Dollar Tree Inc. is urging its investors to carefully review a “mini-tender” offer from the investment firm TRC Capital Investment Corp.
The Chesapeake, Va.-based discounter said it was informed that TRC was offering to buy 1.5 million shares at $89.88 per share from existing holders—a price that was 4.44% below the closing share price of Dollar Tree stock on the day the offer was made.
Mini-tender offers seek to acquire less than 5% of a company’s outstanding shares, thereby avoiding disclosure and procedural requirements under U.S. federal securities laws. As a result, mini-tender offers often do not provide investors with the same level of protections as provided by larger tender offers under the U.S. federal securities laws.

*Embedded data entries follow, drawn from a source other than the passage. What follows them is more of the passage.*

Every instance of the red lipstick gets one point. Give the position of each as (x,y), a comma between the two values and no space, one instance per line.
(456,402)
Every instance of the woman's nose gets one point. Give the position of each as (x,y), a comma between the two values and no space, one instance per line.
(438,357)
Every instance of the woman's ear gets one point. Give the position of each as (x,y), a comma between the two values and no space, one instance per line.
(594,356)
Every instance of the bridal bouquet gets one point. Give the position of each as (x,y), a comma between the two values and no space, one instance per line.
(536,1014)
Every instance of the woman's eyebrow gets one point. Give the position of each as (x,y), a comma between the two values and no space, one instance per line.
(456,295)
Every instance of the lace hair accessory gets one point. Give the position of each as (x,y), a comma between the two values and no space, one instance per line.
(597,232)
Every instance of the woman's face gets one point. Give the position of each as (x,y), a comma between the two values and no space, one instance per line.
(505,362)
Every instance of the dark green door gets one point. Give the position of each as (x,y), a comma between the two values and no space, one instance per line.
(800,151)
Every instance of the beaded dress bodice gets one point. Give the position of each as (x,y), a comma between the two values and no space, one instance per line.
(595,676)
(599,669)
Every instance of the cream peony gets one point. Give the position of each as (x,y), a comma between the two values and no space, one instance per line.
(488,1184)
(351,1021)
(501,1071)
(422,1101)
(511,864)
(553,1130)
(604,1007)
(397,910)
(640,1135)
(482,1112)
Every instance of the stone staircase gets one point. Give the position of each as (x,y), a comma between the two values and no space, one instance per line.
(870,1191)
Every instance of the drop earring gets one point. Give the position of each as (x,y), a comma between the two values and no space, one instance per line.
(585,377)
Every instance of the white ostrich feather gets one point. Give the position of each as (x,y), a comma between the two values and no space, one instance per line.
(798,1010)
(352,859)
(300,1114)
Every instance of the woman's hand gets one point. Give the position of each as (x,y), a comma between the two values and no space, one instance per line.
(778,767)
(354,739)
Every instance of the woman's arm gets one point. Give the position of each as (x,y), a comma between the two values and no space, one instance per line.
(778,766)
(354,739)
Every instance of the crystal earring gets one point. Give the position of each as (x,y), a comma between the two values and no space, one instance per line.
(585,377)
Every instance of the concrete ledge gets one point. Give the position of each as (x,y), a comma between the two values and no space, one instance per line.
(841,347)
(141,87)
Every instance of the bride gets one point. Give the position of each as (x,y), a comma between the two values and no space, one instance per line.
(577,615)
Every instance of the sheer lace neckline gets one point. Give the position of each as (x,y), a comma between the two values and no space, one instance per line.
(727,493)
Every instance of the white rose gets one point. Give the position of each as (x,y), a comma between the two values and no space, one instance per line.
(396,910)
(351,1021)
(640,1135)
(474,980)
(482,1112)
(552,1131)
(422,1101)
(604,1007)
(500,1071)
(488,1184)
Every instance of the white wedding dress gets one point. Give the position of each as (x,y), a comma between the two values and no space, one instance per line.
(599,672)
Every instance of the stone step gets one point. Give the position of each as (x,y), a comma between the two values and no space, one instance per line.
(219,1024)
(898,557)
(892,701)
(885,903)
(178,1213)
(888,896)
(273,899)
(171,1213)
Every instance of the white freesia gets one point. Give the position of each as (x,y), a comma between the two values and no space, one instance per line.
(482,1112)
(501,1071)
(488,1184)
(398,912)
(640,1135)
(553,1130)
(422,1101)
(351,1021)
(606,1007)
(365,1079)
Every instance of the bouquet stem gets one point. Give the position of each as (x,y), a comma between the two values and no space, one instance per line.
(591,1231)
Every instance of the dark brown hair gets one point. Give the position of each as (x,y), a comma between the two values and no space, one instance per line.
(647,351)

TRC has a history of making similar offers to shareholders of other companies. If successful, the strategy can fuel fast and lucrative trades.
On its website, the U.S. Securities and Exchange Commission advises that the people behind these offers “frequently use mini-tender offers to catch shareholders off guard,” and that investors “may end up selling at below-market prices.”
Dollar Tree said it “expresses no opinion and is remaining neutral toward TRC’s offer.” But it emphasized that shareholders are not required to respond to TRC’s offer. The offer is set to expire Jan. 24, but TRC may extend the offer or terminate it before the expiration date.